Hi everyone I am considering having my adrenals tested via the saliva testing throughout the day, I have already been tested via the synacathen test but someone suggested that test is not the best for determining adrenal fatigue/exhaustion. Could anyone enlighten me about the best method of getting the adrenals tests. Any help appreciated. Jay
The synacthen test will show whether your adrenal glands are able to respond to ACTH by outputting cortisol. If the test is ok, it means your glands are functioning as they should. The test will not show if you have HPA axis dysregulation, and it will not show your baseline levels of cortisol throughout the day. A saliva test can show you this. Let's say that the synacthen test shows that your adrenal glands respond to ACTH by outputting cortisol, but the saliva test shows low baseline cortisol levels. What does this mean? It means that you are not outputting enough ACTH to stimulate the production/release of cortisol. ACTH is produced by the pituitary gland in response to CRH. The reasons for this could be many; hypopituitarism, low CRH, or perhaps desensitization of CRH receptors.
Hi adreno thank you for the response! I have had a synacathen test done which came back normal, however I am convinced adrenal fatigue is the reason for my insomnia. Would you suggest having the saliva test done?
I have never seen any evidence that supports the idea of "adrenal fatigue", i.e. that the adrenal glands gets fatigued. In fact, as I said earlier, when the synacthen test is ok, it means your adrenal glands function as they should.

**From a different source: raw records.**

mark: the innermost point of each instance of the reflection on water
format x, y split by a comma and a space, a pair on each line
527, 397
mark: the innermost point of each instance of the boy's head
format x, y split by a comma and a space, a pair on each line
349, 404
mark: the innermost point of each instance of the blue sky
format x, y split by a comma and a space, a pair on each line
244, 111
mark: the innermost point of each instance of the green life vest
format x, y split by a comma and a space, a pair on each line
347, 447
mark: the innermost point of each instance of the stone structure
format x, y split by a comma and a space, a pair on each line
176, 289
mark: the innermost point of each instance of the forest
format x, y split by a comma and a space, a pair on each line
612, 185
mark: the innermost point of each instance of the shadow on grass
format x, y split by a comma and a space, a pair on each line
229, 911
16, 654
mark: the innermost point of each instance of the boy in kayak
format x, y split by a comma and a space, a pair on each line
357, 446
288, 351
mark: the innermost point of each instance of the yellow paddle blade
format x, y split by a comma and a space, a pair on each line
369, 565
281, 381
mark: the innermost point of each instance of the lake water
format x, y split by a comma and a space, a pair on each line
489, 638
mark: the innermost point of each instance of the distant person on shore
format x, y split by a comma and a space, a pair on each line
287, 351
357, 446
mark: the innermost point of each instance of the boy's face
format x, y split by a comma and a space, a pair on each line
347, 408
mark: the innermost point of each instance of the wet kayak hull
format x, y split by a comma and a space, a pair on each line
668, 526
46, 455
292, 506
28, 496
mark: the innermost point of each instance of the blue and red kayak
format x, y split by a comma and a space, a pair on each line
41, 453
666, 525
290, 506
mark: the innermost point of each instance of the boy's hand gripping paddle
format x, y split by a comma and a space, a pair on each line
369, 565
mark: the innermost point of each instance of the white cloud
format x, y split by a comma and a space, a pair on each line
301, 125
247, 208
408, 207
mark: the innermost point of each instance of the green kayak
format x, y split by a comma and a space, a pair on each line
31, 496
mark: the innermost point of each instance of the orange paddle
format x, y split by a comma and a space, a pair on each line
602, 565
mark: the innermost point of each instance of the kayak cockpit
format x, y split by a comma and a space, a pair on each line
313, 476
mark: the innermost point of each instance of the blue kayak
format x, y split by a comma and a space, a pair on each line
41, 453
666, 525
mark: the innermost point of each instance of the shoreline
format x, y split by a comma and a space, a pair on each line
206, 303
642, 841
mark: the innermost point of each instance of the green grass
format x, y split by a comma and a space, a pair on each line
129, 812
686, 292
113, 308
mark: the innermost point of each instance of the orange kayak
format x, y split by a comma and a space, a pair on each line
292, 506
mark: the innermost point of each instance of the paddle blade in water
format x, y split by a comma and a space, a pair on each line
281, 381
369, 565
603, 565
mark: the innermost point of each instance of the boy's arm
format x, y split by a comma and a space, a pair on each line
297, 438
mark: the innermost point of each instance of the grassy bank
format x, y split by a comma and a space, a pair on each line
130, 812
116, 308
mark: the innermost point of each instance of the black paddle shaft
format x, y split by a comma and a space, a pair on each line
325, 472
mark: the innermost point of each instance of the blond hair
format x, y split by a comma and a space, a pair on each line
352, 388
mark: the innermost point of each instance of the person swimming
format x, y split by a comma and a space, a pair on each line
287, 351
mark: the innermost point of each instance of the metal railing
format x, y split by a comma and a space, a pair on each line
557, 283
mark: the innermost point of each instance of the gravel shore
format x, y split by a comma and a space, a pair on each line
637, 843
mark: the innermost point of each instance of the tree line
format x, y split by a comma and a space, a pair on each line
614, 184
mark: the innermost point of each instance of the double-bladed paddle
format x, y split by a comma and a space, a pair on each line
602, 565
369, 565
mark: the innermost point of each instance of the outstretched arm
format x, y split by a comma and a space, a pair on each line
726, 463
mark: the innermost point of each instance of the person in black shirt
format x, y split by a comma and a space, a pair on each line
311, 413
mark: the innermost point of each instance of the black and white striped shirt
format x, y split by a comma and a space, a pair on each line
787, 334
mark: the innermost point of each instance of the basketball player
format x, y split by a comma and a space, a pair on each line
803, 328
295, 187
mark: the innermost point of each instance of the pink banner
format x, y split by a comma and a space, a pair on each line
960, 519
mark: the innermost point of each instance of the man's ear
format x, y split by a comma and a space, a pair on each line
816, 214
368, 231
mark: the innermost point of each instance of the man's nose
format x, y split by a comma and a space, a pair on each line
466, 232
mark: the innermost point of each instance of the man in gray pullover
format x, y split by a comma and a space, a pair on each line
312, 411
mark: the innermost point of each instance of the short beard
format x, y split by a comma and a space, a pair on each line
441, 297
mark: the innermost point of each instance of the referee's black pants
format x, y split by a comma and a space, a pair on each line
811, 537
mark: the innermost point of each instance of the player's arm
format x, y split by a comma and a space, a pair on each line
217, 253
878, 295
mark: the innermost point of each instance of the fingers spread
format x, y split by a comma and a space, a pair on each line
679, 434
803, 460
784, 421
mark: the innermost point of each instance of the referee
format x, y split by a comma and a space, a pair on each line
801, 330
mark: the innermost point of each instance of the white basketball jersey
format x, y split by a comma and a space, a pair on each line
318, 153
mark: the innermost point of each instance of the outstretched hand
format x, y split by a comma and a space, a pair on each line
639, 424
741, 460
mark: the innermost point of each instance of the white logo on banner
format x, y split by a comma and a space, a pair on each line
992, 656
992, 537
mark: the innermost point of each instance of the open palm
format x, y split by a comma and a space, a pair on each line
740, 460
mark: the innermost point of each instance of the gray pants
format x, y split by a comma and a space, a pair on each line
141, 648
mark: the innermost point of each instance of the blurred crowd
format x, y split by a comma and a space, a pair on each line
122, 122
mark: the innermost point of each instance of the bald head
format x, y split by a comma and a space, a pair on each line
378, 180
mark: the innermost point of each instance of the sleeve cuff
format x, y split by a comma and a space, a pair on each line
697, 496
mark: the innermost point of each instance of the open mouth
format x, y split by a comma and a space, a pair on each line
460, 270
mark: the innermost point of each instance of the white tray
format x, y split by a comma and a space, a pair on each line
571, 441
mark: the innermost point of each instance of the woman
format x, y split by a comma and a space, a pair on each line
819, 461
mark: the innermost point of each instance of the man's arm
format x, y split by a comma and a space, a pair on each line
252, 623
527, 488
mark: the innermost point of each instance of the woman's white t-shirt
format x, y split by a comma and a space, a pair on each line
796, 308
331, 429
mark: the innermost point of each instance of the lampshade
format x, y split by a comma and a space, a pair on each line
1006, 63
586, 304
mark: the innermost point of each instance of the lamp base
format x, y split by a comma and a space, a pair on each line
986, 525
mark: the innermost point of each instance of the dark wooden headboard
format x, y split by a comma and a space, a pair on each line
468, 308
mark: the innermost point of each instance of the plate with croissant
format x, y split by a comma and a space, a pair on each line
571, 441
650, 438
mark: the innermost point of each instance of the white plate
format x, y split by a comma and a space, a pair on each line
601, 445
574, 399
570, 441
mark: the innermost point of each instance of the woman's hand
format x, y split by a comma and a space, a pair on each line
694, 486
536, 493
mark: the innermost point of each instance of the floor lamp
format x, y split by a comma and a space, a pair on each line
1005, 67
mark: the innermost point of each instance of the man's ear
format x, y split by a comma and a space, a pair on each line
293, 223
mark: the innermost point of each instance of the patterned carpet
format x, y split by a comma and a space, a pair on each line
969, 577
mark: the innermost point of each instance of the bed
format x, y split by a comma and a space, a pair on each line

The ACTH stimulation test is the gold standard for diagnosing primary adrenal insufficiency. Unfortunately, most of us with ME/CFS don't have primary adrenal insufficiency (otherwise known as Addison's disease). The test only catches about half of those with secondary adrenal insufficiency and does not say anything at all about the free levels of hormones available to the body throughout the day. That makes it a very poor screening test for most in our positions to determine anything about adrenal function or cortisol status. The 4/x day saliva test is a much better choice if one wants to see the amount of free cortisol available to the body across the day and the rhythm of that production. Cortisol levels should be highest in the AM and then gradually taper down towards night to allow for sleep. Many people with ME/CFS have disturbed cortisol rhythms and this can cause symptoms and interfere with a good night's sleep. Adrenal "fatigue" is a terrible name because the adrenals generally do not become fatigued. A better name (though it does not roll off the tongue easily!) would be HPA axis dysfunction (hypothalamus-pituitary-adrenal axis) because that is more descriptive of the issues faced. You may find this thread from Dr Mariano's Definitive Mind forums to explain better: http://www.definitivemind.com/forums/showthread.php?t=90 If you think you have low cortisol and/or adrenal issues, I would highly suggest a saliva cortisol test. That is the only way to know whether or not that is in fact a problem for you. The test can be ordered on your own in most US states without a prescription for about $125 through ZRT/Canary Club. I personally have low cortisol and have benefitted tremendously from physiological cortisol replacement along with other hormone replacement.
I just took the adreanal cortisol saliva test from neuroscience, gave the cortisol levels 4x thru the day. My cortisol is low in AM and high PM, and in range during day (12N - 5PM) which happens to coincide with the most times I am somewhat functional during a day. If you would like to see what NS test reports look like I posted my results here http://forums.phoenixrising.me/index.php?threads/new-and-overwhelmed.15892/page-7#post-275965
There can be adrenal gland hypertrophy over time, and MRI studies of ppl with CFS have even found the opposite: smaller adrenal size/volume. But the chicken/egg question is always pertinent when dealing with adrenal/HPAA dysfunction. 24-hr salivary cortisol testing will at least show the state of function, regardless of how it's conceptualized. Just be aware that standard endos don't lend any credence to salivary cortisol testing. They say the results are not indicative of anything or even conclusive when the numbers are below normal. If you have higher than normal results they might look into it further, but if your levels are below baseline, they pretend the test has sensitivity issues and isn't accurate.
My experience when testing dhea is that the blood test for that was alot more accurate then saliva. Good dhea levels are an important part of the puzzle.